Pan-Dysautonomia- "Pan" means that it impacts many different systems of my body, "dysautonomia" is a failure of my autonomic nervous system or the part of my brain that does all of the automatic things that do not require conscious thought like telling your heart to beat, regulating your blood pressure, adjusting your body temperature, maintaining balance in space, digesting food, hunger and thirst, etc.
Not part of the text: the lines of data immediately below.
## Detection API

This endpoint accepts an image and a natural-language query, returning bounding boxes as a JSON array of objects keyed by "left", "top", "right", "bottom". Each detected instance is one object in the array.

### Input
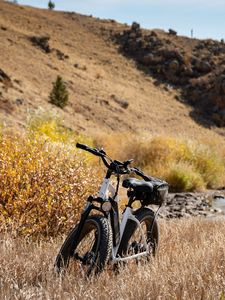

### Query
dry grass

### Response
[
  {"left": 96, "top": 134, "right": 225, "bottom": 191},
  {"left": 0, "top": 121, "right": 99, "bottom": 237},
  {"left": 0, "top": 218, "right": 225, "bottom": 299}
]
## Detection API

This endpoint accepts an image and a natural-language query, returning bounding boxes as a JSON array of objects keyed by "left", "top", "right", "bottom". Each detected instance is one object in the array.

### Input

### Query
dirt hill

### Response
[{"left": 0, "top": 1, "right": 224, "bottom": 137}]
It is believed that I have had this from birth based upon my history of symptoms, including severe life threatening apnea as an infant, but the cause remains elusive at this time

Dystonia- abnormal muscle tone and spasticity, including painful spasms, that primarily impacts my feet and lower legs and is now starting to be a problem in my back

Ataxia- difficulty maintaining balance and coordinating/executing movements

Dysphagia- difficulty swallowing due to any number of causes including muscle weakness and poor muscle coordination

Adipsia- the absence of a sense of thirst



Other Medical Issues- Lupus Anticoagulant (autoimmune disease that causes me to tend to form blood clots and has already caused two deep vein blood clots and one mild stroke), Migraines, unknown connective tissue disorder, abnormal gastric motility, allergies, history of v-tach and severe sinus tachycardia, changes to my echocardiagram that include leaking valves and a new murmur, low blood pressure, ataxia, untreated PFO (small hole in my heart that increases the risk of stroke), chronic lymphadema in my left arm, Hashimoto's Thyroiditis, Narcolepsy/Idiopathic CNS Hypersomnolance (believed to be a result of the dysautonomia and my brain's inability to regulate the sleep/wake cycle), mild hearing loss, malformed optic nerves, polycystic ovarian syndrome, pernicious anemia, vitamin deficiencies


* Title comes from an old Abbot and Costello routine that I chose to memorize in 6th grade and absolutely love.